A very discreet household item that may be lying around in easily accessible places is pennies. These may seem benign, but pennies that were made after 1982 can be very toxic to dogs if ingested, as they contain zinc and could cause your dog to become extremely anemic. Oftentimes dogs that ingest these pennies need to have blood transfusions and have surgery to remove the penny from their stomach before it can cause more harm.
Other things to keep out of reach of your dog are cigarettes, nicotine patches, household cleaning items, essential oils, dish detergent pods, and dryer sheets.
There is a multitude of plants that are toxic to dogs, though most of them may just cause irritation of the stomach and intestines resulting in vomiting and diarrhea. For a full list of toxic plants to avoid having in your home, you can click here:
One plant in particular that can be especially toxic to dogs is the Sago Palm, which if eaten can result in liver failure. Other plants to be aware of that can be very toxic that may be found in your yard are Black Walnut Trees and Amanita Mushrooms.

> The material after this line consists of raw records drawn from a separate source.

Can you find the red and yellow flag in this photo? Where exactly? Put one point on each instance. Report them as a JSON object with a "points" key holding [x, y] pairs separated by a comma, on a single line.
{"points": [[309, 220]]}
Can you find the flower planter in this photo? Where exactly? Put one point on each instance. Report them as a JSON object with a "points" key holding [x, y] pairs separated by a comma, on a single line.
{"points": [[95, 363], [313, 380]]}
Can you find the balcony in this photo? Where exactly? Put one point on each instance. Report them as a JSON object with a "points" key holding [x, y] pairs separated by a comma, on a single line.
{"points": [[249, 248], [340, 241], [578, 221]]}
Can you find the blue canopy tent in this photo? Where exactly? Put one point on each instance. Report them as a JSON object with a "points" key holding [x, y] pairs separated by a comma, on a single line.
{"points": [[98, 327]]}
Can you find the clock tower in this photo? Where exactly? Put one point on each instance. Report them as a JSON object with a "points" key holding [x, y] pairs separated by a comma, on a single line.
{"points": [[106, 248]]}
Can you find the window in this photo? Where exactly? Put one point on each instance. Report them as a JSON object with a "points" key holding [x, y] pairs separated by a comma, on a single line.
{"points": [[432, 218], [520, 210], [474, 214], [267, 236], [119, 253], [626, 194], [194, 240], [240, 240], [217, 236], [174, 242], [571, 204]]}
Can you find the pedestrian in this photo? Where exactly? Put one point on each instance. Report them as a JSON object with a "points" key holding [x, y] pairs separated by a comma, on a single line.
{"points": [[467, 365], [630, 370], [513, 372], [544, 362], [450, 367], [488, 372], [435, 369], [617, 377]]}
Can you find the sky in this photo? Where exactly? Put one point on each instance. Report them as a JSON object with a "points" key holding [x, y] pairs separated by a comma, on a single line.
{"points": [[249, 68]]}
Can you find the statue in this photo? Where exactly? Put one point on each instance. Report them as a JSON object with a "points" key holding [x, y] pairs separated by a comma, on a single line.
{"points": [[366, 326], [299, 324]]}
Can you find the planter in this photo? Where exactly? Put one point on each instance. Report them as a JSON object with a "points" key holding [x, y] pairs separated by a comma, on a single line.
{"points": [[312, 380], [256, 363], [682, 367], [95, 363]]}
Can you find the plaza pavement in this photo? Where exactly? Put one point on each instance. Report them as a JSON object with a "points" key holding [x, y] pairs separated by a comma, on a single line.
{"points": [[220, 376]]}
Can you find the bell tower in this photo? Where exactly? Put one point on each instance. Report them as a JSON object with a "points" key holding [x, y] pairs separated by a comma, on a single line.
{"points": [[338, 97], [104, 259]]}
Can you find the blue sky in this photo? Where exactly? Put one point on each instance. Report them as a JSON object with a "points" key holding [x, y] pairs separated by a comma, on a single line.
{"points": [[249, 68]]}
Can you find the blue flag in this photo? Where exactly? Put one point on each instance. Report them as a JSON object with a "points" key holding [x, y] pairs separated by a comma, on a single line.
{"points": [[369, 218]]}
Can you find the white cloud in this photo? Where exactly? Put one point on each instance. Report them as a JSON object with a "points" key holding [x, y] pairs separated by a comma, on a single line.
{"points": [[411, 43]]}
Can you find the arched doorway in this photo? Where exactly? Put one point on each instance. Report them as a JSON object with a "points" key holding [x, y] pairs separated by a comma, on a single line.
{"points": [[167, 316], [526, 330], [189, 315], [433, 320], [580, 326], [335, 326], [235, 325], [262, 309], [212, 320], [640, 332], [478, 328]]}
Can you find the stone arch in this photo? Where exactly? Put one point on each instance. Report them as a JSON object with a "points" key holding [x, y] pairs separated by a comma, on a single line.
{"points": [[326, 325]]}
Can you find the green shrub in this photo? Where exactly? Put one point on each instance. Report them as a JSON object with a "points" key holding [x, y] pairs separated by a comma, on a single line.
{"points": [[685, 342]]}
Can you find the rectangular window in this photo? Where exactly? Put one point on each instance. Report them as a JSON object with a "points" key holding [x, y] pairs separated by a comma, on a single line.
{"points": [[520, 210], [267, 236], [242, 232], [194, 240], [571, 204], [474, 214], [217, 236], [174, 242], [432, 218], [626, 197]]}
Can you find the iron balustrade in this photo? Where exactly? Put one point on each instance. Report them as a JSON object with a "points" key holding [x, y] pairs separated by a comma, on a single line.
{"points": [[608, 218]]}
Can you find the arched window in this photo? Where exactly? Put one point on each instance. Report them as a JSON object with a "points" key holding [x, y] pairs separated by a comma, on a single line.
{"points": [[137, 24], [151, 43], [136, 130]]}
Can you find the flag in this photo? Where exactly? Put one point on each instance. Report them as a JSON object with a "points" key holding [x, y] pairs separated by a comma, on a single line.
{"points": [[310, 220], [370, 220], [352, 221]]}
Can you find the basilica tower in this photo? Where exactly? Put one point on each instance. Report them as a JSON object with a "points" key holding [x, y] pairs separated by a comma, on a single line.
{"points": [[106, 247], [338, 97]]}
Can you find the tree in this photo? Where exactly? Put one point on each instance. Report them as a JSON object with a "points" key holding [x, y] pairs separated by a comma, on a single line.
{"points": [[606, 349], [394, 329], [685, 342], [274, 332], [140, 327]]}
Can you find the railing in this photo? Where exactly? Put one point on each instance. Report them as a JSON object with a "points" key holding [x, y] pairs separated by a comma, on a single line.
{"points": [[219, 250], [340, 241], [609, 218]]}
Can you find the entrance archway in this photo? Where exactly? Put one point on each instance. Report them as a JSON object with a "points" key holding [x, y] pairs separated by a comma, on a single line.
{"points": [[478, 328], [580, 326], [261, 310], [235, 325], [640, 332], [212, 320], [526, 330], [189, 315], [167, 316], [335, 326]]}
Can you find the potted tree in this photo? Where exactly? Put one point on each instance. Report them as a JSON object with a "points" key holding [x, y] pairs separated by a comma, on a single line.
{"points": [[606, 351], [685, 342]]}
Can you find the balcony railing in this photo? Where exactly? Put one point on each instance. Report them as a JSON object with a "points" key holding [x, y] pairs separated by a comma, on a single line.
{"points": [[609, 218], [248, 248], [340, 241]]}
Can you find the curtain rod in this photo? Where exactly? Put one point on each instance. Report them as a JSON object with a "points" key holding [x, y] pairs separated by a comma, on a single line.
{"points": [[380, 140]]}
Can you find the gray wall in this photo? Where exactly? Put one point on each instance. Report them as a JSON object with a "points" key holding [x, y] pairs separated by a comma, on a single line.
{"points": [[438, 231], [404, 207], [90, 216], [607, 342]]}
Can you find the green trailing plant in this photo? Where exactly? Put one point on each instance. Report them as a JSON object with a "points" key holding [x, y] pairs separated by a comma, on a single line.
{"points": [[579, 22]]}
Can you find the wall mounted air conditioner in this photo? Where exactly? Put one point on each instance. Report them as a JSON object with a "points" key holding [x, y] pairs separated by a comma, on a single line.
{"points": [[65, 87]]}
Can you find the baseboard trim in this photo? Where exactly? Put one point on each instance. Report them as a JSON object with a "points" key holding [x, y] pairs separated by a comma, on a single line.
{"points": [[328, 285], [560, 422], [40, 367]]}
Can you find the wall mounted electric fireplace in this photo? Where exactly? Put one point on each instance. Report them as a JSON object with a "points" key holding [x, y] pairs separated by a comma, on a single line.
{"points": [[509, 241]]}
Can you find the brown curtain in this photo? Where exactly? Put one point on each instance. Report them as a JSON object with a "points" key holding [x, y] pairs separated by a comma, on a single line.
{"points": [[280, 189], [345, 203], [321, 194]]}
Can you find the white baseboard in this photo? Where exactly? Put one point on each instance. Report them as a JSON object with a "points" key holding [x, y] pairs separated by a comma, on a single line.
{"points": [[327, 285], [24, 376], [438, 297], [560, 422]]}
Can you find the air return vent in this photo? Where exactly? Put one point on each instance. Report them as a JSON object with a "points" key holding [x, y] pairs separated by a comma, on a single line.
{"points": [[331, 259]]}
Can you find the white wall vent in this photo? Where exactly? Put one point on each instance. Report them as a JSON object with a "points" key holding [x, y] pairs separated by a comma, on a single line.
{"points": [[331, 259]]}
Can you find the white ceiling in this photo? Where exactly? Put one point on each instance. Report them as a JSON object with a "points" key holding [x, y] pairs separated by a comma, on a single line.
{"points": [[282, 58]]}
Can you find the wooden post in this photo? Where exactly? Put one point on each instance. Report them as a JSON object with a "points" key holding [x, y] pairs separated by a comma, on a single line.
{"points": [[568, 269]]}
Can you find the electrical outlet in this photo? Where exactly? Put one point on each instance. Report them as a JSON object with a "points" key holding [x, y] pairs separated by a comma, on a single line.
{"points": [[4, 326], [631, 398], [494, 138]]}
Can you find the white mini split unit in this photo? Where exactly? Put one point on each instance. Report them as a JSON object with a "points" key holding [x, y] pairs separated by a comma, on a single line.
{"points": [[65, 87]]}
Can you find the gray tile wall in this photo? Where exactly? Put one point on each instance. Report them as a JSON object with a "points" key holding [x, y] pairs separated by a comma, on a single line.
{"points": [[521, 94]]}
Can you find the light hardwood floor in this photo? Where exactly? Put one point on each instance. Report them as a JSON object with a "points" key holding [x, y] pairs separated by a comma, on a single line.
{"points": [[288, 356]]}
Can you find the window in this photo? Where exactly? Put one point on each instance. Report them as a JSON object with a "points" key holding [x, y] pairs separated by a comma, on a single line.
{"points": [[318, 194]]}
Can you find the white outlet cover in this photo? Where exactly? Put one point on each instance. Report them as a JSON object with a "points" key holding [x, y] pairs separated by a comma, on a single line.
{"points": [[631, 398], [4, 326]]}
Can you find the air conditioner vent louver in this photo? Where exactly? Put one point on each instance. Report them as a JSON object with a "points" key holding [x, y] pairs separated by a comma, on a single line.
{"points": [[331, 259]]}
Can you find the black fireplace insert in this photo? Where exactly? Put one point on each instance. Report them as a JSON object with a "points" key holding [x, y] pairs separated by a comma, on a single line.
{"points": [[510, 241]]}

There are a variety of foods that can be toxic to dogs, but the ones you really want to prevent your dog from getting into are chocolate (especially baker’s chocolate), grapes, raisins, onions, anything containing xylitol (such as sugar-free gum, other sugar-free sweeteners), and anything that has marijuana baked into it. For a more comprehensive list of human foods to avoid in dogs, please visit:
Other things you should be aware of and watch out for your dog eating are clothing items, such as socks and underwear, carpet, or strings. While not necessarily toxic, these can become lodged in your dog’s intestines, requiring them to have major abdominal surgery in order to remove. If you catch your dog in the act of swallowing something such as this, call your veterinarian to see if they recommend you bringing your dog in right away for them to induce vomiting in order to prevent the need for surgery.
Do I need to take my pet to the vet?
Generally speaking, if your dog ate something that could potentially be toxic, or you suspect they may have eaten something that could be toxic, you need to take your dog to your closest veterinary clinic right away. For most ingested items, if your dog vomits them up within thirty minutes to one hour of ingestion, this is the best way to prevent complications from occurring. If more than an hour has passed, it is likely that the item has already passed out of your dog’s stomach, and causing them to vomit will not help but could potentially make things worse.
Your veterinarian can give your dog a medication, called Apomorphine, either as an injection or as an eye drop to safely cause your dog to vomit and rid them of the toxic substance. Depending on the risk of the item ingested, your veterinarian may also give your dog a substance called “Activated Charcoal” to help bind any lingering pieces that already passed through your dog’s stomach to help them move through and not be absorbed into your pet’s bloodstream. Your veterinarian may also give your dog some intravenous (IV) or subcutaneous (under the skin) fluids or recommend they be hospitalized for observation to make sure they are okay.
What if I’m too Far Away from My Veterinarian’s Office?
If you cannot get your pet to the vet within an hour, you can try to get your dog to vomit at home by giving them hydrogen peroxide. You can find more information on this here:
However, there is a risk that if your dog inhales some of the hydrogen peroxides, they could develop pneumonia. Additionally, there are some toxic substances that could cause more harm to your dog if you try to get your dog to vomit them back up. It is always best to first consult with either your veterinarian’s office or the ASPCA Poison Control Center (888-426-4435) immediately and before you try to get your dog to vomit on your own.